Les confidences d’un conseiller de Mikhaïl Gorbatchev
INTERVIEW. Christian Mégrelis est le seul Français à avoir compté dans l’entourage de l’homme d’État. Pour « Le Point », il raconte qui il était.
Propos recueillis par Alice Pairo-Vasseur
Christian Mégrelis a été conseiller économique de Mikhaïl Gorbatchev pendant deux ans, de 1990 à 1991. À l’origine du plan des 500 jours, qui visait à assurer la transition de ce qui était encore l’URSS vers la libéralisation de l’économie et du rapprochement URSS-UE qui a conduit aux accords Tacis, il était le seul Français à avoir alors accès au Kremlin (« J’étais l’Occidental dont on guettait les réactions ! »). Il dévoile dans l’essai Le Naufrage de l’Union soviétique : choses vues (éditions Transcontinental, 2021) les coulisses de l’émergence de cette première classe dirigeante postcommuniste. Au lendemain de la mort du dernier dirigeant de l’URSS, mardi 30 août, à l’âge de 91 ans, son ex-conseiller le raconte.
Le Point : Dans quel contexte avez-vous rencontré Mikhaïl Gorbatchev ?

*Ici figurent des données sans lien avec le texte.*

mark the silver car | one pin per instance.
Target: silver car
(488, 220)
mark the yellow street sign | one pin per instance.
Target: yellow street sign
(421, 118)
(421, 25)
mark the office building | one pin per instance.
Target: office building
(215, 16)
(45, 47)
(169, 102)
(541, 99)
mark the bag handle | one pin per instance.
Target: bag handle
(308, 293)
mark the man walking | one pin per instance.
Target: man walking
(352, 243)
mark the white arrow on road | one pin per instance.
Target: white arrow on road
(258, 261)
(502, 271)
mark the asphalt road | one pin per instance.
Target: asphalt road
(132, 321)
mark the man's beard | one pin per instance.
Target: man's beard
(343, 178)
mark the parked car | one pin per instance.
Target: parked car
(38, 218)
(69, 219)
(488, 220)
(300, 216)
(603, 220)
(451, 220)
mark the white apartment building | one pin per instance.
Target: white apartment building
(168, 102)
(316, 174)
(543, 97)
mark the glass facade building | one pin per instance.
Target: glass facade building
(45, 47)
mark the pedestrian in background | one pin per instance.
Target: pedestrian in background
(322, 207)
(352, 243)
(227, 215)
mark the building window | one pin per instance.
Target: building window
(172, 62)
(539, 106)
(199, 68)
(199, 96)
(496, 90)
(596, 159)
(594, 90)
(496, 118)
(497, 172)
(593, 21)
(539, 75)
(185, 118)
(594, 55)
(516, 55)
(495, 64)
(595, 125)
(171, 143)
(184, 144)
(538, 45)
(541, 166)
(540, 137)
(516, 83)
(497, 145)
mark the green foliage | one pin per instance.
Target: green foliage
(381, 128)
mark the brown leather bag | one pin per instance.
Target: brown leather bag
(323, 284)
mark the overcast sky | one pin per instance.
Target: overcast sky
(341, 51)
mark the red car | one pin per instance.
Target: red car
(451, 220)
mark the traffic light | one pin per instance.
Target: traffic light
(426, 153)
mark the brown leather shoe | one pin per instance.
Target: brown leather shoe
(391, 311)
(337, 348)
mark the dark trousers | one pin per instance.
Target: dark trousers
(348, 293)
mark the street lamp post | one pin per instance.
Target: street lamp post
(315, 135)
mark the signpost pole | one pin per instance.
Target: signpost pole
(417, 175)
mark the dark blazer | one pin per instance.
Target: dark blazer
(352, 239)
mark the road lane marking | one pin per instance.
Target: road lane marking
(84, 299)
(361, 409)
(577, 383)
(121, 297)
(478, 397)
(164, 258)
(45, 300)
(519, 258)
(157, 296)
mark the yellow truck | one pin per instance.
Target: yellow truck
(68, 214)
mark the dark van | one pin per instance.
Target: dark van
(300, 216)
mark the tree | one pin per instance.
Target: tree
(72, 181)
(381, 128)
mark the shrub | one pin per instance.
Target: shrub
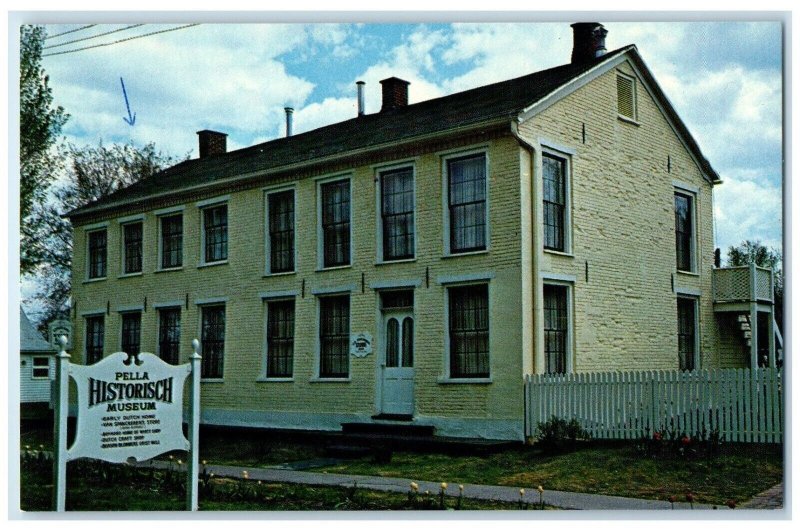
(559, 435)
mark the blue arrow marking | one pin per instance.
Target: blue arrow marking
(130, 120)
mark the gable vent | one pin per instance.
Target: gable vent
(626, 97)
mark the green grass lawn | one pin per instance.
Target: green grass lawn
(738, 473)
(104, 487)
(618, 469)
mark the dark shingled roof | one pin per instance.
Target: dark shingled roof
(503, 100)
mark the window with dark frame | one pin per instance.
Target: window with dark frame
(171, 241)
(686, 333)
(626, 97)
(97, 253)
(215, 226)
(469, 331)
(132, 235)
(684, 232)
(95, 332)
(397, 213)
(281, 231)
(556, 329)
(554, 182)
(466, 178)
(41, 368)
(280, 338)
(336, 223)
(334, 336)
(131, 332)
(213, 341)
(169, 334)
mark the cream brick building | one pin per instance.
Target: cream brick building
(411, 266)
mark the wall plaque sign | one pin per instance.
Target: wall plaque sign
(129, 408)
(361, 344)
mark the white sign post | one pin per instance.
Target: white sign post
(130, 408)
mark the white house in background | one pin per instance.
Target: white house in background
(37, 366)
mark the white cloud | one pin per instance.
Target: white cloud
(747, 210)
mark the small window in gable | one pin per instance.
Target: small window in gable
(626, 96)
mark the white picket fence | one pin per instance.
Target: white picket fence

Christian Mégrelis : Je suis entré en Union soviétique par l’Académie des sciences, où une quinzaine d’économistes, parmi lesquels Gavriil Popov, qui n’était pas encore maire de Moscou, militait pour la décentralisation de l’économie. Ils écrivaient dans la presse internationale – à défaut de pouvoir le faire dans la presse soviétique – et m’ont proposé de les rejoindre, en tant que vice-président et seul membre étranger de leur « think tank », l’Union internationale des économistes. Ce courant d’idées a eu l’oreille de Gorbatchev, alors ministre de l’Agriculture. Et, une fois au Kremlin, il a commencé à nous convier à des réunions, en compagnie de son Premier ministre Valentin Pavlov. Puis il nous a commandé des notes et enfin un rapport sur une méthodologie de transition. Lorsqu’on s’y est attelé, il nous a dit : « Il n’est pas question que j’attende dix ans, ni même cinq, c’est trop. Donnez-moi un délai court, car le pays ne peut plus attendre ! » C’est ainsi qu’on lui a proposé le désormais célèbre plan des 500 jours (soit un an et demi), qui était, il faut bien le dire, très optimiste ! Il a tout de même été adopté par le Parlement en 1991. Ensuite, tout est allé très vite : le putsch, en août de la même année, puis la démission de Gorbatchev, dès le mois de décembre. Le plan a été mis au placard. Mais nous avions planté de premières graines – via la privatisation de toute une série d’entreprises pilotes, notamment, dans lesquelles on avait construit de nouveaux statuts et converti le capital en actions que l’on avait redistribuées au personnel…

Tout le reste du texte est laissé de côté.